Nat gas prices will go up, based on European demand for Canadian gas. Is a long-term play. Is the best in this group. Has made money for him in recent years. Is one of his few long-term holds.

(Analysts’ price target is $34.07)
BUY

He focuses on the top third of relative price performers in a group. The best companies tend to keep getting better. Good dividend plus dividend growth.

TOP PICK

He's sort of like an inventory manager with the 20-30 stocks in client portfolios. His job is to own inventory that people care about today. He focuses on themes that he thinks are in the process of being revalued favourably, and perhaps in sectors that are less owned but showing something changing for the better. He's looking for the best company he can find, with no fundamental risks if it doesn't happen immediately, but where the multiple will start to expand if people look more closely at the group.

Leading Montney operator and low-price producer for natural gas.

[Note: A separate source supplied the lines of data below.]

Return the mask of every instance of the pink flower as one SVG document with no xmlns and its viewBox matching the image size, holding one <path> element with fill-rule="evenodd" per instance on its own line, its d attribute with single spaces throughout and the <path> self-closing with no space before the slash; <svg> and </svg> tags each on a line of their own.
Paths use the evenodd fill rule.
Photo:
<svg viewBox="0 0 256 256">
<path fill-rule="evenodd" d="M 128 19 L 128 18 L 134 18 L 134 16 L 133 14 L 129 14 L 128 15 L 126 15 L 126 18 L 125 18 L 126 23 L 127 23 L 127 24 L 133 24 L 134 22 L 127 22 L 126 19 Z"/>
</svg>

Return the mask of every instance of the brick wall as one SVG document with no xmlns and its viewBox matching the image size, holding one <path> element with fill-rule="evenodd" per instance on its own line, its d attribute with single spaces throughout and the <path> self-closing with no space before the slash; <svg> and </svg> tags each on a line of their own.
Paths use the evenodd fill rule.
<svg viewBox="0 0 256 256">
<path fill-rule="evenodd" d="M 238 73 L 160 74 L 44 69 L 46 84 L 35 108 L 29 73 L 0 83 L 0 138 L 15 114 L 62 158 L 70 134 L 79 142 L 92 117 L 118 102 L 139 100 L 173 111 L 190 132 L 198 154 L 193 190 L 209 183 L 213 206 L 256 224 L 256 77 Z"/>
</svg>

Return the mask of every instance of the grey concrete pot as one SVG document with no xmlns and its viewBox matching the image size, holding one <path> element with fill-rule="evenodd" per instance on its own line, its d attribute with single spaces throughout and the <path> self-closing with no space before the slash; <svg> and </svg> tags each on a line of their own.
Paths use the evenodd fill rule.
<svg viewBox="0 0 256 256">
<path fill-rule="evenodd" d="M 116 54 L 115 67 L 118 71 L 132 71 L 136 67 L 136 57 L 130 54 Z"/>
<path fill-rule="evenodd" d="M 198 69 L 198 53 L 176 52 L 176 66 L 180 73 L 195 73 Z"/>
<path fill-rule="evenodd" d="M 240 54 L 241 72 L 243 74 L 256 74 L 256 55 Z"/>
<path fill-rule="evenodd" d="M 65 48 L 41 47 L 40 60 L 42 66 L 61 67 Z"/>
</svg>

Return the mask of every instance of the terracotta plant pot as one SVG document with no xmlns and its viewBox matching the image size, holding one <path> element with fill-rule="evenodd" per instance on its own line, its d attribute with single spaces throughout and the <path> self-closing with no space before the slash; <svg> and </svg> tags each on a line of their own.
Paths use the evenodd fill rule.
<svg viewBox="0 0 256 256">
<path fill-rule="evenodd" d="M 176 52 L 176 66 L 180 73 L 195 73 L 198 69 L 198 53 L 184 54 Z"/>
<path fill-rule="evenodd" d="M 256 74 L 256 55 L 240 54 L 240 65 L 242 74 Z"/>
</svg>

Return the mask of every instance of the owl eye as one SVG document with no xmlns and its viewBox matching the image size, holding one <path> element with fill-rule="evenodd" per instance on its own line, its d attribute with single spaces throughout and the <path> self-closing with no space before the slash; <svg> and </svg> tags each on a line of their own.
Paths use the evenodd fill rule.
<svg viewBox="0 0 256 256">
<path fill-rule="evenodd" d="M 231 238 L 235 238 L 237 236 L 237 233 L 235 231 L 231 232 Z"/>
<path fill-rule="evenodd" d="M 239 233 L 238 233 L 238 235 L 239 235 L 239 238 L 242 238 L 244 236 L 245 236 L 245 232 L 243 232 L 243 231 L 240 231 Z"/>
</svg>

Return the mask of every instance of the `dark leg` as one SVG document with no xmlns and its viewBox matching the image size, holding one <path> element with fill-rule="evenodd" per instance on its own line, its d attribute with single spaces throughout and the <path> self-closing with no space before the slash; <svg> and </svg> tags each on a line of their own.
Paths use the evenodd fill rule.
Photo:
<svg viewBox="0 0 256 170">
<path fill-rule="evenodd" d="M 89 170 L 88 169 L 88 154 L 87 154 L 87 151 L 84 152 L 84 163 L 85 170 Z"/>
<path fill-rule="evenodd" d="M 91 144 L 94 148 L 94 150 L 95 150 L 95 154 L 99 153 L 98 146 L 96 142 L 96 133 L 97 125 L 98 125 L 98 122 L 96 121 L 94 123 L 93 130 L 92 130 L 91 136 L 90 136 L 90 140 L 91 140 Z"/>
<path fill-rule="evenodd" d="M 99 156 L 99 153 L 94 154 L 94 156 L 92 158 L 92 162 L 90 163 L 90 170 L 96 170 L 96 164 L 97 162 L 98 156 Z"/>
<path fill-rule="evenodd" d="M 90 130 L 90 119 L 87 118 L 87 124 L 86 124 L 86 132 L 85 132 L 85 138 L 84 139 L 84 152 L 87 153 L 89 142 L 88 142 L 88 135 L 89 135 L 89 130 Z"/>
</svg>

Great balance sheet, especially important because he thinks financing costs are going to keep rising. Great 3-year dividend growth of over 35%. Catalyst is the opening up of the LNG markets globally. Another positive change is the ramping up of Attachie over the next 4 years. Demand for power will fuel demand for nat gas. Rising price for nat gas + increased multiple could = significantly higher share price. Yield is 2.58%.